Written by Kevin Pedersen | Oct 17, 2022 4:00:00 AM

In my previous blog, “What’s the Measure of a Maturity Model?”, I discussed the idea that a maturity model may be inherently flawed in its focus, which measures the qualitative characteristics of the process against an idealized model of maturity instead of measuring the outcome and value of the process itself. It’s important to understand that this doesn’t mean we should not try to mature our business processes or apply the guidance that the maturity model provides as a starting point for improving our capabilities.

Why Should We Practice?

Consistent capability delivery depends on the quality of the fundamental practices we incorporate into the process. In many cases, we tend to trust people to know their role in process execution and assume that a specific methodology will be used. As a result, many processes are defined in terms of who and what but less often in terms of how a process should be executed. It’s very true that a particular capability could be delivered in multiple ways and with equally effective but differing methodologies.

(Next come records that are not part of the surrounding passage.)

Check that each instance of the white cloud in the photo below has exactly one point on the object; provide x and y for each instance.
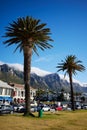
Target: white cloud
(16, 66)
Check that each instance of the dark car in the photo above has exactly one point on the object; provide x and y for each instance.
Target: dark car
(33, 109)
(6, 109)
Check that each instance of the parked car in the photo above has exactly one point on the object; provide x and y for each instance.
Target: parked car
(33, 109)
(78, 107)
(6, 109)
(20, 106)
(46, 108)
(85, 107)
(58, 108)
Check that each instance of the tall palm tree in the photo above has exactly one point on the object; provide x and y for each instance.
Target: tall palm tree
(27, 34)
(70, 66)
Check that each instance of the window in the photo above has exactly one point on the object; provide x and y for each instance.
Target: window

Still, it’s also true that such variation is likely to have a heavy impact on the consistency of the process.

How we do things as an organization matters greatly in terms of our client experience; if we simply assign resources to a task without governing our practices we’re very likely to give our customers widely differing experiences that are deeply dependent on the specific perspective and capability of the resource that we assign. Instead of providing a customer experience that feels cohesive and consistent between engagements, we will deliver unpredictable and unfamiliar experiences. Further, our capabilities will be equally inconsistent in the outcome; each engagement will have its own challenges, and each assigned resource will bring individual strengths and weaknesses to the table.

How Should We Practice?

Here are two excellent reasons to create a proper methodology for practice development in an organization. Our approach to maturity dictates that we should iterate over a process to continuously improve the value and consistency of our outcomes, and our customer experience will benefit at the same time, providing a consistent franchise experience that sets and meets their expectations. Creating this consistency of outcome is all about how we practice and employ techniques.

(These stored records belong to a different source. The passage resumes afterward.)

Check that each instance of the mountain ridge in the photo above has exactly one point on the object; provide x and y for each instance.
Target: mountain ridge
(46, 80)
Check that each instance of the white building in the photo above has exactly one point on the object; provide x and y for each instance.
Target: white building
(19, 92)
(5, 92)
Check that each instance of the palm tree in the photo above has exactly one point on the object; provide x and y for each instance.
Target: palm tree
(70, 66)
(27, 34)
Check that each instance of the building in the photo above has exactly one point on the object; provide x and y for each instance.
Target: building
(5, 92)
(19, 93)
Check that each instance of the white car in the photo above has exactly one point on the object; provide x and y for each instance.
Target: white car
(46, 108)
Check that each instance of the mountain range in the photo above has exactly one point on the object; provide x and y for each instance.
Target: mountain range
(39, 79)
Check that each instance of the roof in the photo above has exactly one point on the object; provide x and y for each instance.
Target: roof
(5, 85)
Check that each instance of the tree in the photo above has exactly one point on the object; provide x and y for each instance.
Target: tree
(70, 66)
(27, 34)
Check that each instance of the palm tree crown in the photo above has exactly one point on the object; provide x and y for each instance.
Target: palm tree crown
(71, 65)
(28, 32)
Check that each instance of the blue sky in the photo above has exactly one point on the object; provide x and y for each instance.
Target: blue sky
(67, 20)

In the same way that practicing technique improves our personal capability in any skill, such as sport or music, by building muscle memory, practicing our business technique improves our capability as an organization and brings consistency to the result by building a similar sort of memory and repeatability into the process. Only through consistent shared practice can we develop iterative improvement in our group-based capabilities. In the same way that inconsistent practice of skill will result in a lack of progress in our personal development, inconsistent practice of our business techniques will result in a lack of progress and maturity in the development of our process, leading to unpredictable outcomes between executions.

What Should We Practice?

What sorts of things should we practice to develop and mature our capability? We must adopt a similar approach to our personal skill development and focus on the fundamentals. This may mean that we need to step back from tackling our customer’s requirements directly and think instead about applying fundamental business practices such as strategy, analytics, planning, resourcing, risk management, automation, communication, measurement, and prioritization. No matter what the target outcome and capability is being targeted, the process will invariably be composed of such elements.

Why does this matter? Well, we could say that our business process measures its outcome in terms of some success criteria. However, if we don’t agree on a consistent set of criteria and a consistent approach to measuring the outcome, our measured result may vary widely between executions. We could say that we analyze our requirements and prioritize our activities to maximize our alignment with objectives and return on investment. Still, without a consistent method of analysis or criteria against which to evaluate our priorities, again, we will end up with widely varying results that depend more on who executed the process than which process was executed.

Focusing on Fundamentals…

It’s important to note that by abstracting our processes back to fundamental components and creating consistency at this level of our practice, we actually end up with more consistency across our catalog of capabilities than if we had tried to independently mature each capability in terms of its end-to-end process. This translates into an increased ability to meet diverse customer requirements within a particular process or capability, for example, to incorporate customer-specific technical requirements into a solution design project or align the communication plan with customer standards and tools.

To use the analogy of music practice, when we master our scales and arpeggios, we can consistently adapt them to any song we wish to play. New songs become much easier to learn and play consistently. In the same way, if we focus on developing and consistently applying practices such as continuous integration and unit testing across all of our deployment projects, then all of those projects will benefit from the repetition and maturity of these patterns, including lessons learned and enhancements incorporated into the underlying practice from other projects.

…Improves All of Our Capabilities

Ultimately, following this process of fundamental skill development, we end up with processes that can independently absorb the benefits of iterative improvement to their component practices. The result is that our capabilities mature en masse instead of developing independently of each other. The focus on practice fundamentals translates into increasingly accurate scoping, habitually high-value outcomes, and a high organizational velocity, including the ability to quickly absorb new capabilities and achieve rapid growth. We can apply our fundamental skills to a wide range of processes and capabilities, with the expectation that our practice of those fundamental skills will result in muscle memory that pays dividends in terms of consistency across our entire portfolio of capabilities.